Les métropoles québécoises ont également perçu l’intérêt du test climat et cherchent à l’intégrer dans leur stratégie environnementale (Plan de transition et d’action climatique 2021-2025 pour la Ville de Québec et Plan climat 2020-2030 pour Montréal).

Depuis 2021, la Ville de Québec définit le test climat comme « un test préalable à tout projet consistant en une série de questions pour déterminer si l’initiative fait progresser la Ville de Québec dans les [...] défis collectifs de l’action climatique » (Ville de Québec 2021). L’outil prend la forme d’un questionnaire électronique d’aide à la décision, destiné aux équipes de la Ville.

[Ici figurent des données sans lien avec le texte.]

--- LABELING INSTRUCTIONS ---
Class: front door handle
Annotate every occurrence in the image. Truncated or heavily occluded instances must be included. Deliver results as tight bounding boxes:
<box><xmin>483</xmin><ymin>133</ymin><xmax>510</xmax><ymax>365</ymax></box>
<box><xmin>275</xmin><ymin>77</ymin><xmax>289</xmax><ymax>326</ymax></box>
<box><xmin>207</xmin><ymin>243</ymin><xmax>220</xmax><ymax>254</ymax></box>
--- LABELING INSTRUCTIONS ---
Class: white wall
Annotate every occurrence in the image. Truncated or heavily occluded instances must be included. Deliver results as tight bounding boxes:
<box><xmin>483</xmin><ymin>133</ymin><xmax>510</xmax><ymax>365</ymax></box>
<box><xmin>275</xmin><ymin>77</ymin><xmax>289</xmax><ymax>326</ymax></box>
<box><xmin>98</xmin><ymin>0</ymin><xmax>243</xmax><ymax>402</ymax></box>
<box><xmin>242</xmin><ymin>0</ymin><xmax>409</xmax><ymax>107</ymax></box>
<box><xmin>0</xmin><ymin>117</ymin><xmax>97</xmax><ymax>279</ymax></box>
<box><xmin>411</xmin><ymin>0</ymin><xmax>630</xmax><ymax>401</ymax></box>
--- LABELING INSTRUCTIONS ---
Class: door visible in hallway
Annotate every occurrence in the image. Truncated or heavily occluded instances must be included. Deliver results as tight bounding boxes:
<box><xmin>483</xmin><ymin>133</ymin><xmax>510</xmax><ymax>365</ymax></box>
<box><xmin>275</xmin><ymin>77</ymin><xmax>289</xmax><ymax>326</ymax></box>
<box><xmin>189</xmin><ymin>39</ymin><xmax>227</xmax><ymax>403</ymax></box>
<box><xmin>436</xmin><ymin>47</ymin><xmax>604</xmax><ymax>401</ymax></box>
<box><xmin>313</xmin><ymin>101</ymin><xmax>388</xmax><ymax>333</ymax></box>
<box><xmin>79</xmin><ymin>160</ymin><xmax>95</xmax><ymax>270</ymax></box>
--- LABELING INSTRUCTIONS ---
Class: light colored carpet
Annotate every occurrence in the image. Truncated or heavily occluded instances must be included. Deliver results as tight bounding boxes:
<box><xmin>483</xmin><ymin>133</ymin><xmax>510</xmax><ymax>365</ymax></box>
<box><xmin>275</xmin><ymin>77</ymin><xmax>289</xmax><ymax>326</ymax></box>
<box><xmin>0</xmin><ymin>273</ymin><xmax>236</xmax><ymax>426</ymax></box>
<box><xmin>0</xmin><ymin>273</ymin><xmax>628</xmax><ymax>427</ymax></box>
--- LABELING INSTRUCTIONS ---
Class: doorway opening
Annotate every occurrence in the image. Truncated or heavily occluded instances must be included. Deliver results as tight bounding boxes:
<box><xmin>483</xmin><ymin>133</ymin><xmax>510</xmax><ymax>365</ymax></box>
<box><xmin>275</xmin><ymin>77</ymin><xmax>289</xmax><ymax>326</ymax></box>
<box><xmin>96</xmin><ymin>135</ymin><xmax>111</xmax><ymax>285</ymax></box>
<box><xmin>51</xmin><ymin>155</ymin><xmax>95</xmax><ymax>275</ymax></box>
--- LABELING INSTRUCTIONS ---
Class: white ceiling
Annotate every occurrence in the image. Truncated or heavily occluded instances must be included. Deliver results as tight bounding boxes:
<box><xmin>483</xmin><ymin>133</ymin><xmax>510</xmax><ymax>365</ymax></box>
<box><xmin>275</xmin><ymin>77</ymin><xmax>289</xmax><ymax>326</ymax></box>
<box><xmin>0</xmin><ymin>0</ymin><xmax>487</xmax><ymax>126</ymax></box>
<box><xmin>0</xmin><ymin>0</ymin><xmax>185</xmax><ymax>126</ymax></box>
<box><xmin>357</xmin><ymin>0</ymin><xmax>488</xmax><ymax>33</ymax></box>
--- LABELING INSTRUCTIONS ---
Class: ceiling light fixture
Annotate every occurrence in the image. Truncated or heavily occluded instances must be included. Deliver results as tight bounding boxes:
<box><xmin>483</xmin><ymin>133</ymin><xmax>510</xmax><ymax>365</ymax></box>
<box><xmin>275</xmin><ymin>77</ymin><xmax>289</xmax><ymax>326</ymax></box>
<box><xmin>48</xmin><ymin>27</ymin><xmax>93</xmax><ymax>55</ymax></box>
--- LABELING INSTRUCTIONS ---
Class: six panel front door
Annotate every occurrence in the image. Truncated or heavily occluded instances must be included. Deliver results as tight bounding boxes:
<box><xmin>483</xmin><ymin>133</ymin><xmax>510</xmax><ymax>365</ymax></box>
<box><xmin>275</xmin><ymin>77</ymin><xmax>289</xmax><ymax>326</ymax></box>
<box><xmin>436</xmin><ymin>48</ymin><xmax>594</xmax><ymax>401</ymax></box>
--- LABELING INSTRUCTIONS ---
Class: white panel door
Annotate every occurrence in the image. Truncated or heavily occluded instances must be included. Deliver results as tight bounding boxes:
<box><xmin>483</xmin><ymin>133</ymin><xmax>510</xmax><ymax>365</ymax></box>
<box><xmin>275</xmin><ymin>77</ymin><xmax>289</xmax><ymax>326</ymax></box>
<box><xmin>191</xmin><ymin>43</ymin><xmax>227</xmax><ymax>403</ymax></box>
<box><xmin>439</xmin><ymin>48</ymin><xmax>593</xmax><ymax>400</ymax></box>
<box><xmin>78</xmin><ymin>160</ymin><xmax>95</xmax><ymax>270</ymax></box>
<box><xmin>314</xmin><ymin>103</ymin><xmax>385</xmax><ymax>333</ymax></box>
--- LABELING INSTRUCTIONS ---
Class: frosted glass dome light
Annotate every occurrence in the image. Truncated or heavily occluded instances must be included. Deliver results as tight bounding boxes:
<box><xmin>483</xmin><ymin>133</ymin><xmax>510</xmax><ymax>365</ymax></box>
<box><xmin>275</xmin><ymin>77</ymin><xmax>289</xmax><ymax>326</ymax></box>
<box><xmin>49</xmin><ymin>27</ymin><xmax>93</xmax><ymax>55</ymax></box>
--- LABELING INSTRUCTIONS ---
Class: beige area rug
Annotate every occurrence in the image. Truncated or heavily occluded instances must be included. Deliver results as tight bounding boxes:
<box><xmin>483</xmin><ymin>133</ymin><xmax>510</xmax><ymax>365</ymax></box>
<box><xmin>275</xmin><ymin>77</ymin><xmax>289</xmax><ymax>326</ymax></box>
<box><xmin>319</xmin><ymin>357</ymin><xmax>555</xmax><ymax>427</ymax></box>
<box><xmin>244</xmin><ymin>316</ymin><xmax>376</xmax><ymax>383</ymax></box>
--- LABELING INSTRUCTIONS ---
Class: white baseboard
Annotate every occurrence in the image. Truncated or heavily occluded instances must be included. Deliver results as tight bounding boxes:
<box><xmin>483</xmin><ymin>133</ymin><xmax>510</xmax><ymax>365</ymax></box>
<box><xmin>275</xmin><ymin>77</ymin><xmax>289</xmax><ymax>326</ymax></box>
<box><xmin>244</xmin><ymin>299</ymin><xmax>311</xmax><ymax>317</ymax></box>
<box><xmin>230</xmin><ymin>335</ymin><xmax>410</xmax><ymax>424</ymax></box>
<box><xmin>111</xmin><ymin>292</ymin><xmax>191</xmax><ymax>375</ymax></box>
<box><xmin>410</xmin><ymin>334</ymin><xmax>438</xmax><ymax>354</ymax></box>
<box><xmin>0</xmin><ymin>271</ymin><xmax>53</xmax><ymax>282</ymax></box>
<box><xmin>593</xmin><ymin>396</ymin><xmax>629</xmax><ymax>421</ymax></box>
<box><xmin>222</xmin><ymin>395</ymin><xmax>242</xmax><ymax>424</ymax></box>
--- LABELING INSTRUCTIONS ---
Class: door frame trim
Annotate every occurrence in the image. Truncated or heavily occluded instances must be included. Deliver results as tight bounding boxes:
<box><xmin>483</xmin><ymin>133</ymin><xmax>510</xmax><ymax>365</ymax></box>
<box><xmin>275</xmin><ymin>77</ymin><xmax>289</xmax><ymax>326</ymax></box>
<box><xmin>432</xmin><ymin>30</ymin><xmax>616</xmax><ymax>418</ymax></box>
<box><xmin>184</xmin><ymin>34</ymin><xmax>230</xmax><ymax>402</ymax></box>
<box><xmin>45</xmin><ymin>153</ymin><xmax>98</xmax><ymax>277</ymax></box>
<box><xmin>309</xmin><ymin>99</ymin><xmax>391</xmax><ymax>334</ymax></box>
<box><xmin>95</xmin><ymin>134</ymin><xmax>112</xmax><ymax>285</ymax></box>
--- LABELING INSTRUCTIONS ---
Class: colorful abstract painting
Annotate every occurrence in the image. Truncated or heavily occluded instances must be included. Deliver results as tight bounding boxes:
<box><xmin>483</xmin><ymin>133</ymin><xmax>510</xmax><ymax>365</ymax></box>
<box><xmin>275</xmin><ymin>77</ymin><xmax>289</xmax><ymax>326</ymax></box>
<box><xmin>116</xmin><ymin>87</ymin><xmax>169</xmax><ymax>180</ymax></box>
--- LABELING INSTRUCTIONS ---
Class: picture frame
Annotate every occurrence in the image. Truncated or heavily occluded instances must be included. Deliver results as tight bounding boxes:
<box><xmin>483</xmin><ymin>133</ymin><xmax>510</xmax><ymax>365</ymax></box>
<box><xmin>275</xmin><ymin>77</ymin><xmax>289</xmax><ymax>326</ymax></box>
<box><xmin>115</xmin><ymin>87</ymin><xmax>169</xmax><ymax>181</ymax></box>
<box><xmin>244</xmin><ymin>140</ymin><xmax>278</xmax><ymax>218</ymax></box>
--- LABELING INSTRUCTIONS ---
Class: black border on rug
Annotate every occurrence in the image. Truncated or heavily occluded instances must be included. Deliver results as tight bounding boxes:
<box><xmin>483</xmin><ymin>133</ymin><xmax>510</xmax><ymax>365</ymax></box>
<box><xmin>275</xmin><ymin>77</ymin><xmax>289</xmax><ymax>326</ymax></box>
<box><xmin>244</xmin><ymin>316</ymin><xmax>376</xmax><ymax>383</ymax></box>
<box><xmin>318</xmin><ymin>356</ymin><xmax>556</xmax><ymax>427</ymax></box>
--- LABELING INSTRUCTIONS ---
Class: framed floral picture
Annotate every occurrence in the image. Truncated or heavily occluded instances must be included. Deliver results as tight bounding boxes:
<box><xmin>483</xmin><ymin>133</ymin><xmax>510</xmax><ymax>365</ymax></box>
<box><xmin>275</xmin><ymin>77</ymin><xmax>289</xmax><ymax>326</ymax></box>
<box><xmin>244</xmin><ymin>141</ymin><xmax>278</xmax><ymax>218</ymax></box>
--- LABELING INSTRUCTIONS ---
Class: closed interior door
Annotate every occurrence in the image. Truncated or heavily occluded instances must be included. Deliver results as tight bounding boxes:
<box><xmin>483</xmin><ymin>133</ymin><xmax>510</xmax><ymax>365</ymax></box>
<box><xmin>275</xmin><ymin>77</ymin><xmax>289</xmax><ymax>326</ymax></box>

Ce test a surtout été mobilisé pour améliorer des projets dont la raison d’être était déjà reconnue – par exemple l’approche des « rues conviviales » de Québec (entretien avec un agent de la Ville de Québec, octobre 2023).

À Montréal, le test climat a une visée plus large. Conçu par son Bureau de la transition écologique et de la résilience de la Ville, il est censé accompagner les différentes unités administratives, dont le service de l’urbanisme et de la mobilité, lors de l’élaboration des projets évalués à plus de 50 M$, de leur justification jusqu’à leur livraison. En pratique, il s’appuie sur les processus décisionnels existants (différents comités avec ou sans élus) et sert avant tout de support au débat et au processus d’aide à la décision interne, ainsi que d’outil de reddition de comptes pour la Ville vis-à-vis de ses grands objectifs de réduction des émissions de GES.

Pour les projets inférieurs à 50 M$, l’alignement au plan climat de la Ville peut, en partie, être évalué à l’échelon infra-municipal (Audet et al. 2022). Le cas échéant, chaque arrondissement est libre d’employer la méthode qu’il juge la plus appropriée. Ces méthodes ne portent pas toutes le nom de test climat. L’arrondissement du Plateau-Mont-Royal utilise, par exemple, une « boussole de la transition », à savoir un tableur renseigné par les services internes qui se synthétise par un diagramme araignée (Romdhani et Audet 2022). L’arrondissement Rosemont – La Petite-Patrie utilise un « Formulaire de suivi de la contribution à la transition écologique » que doivent remplir les pétitionnaires de permis de construire (figure 3).

Figure 3. Extrait du formulaire de l’Arrondissement Rosemont – La Petite-Patrie

Le pétitionnaire doit calculer les surfaces imperméables, perméables et végétalisées avant et après son projet pour en évaluer la contribution aux objectifs de transition écologique de l’arrondissement.

Les tests climat de ces deux métropoles québécoises ont en commun de prolonger au niveau opérationnel les grandes orientations définies dans leur stratégie environnementale. Même si le test de Montréal intervient dès la décision d’engager le projet, ces outils s’exercent surtout dans le processus itératif de conception, lorsque les décisions à prendre ne sont plus « existentielles » pour le projet, ou a posteriori dans une logique de justification de l’action publique et de reddition de compte.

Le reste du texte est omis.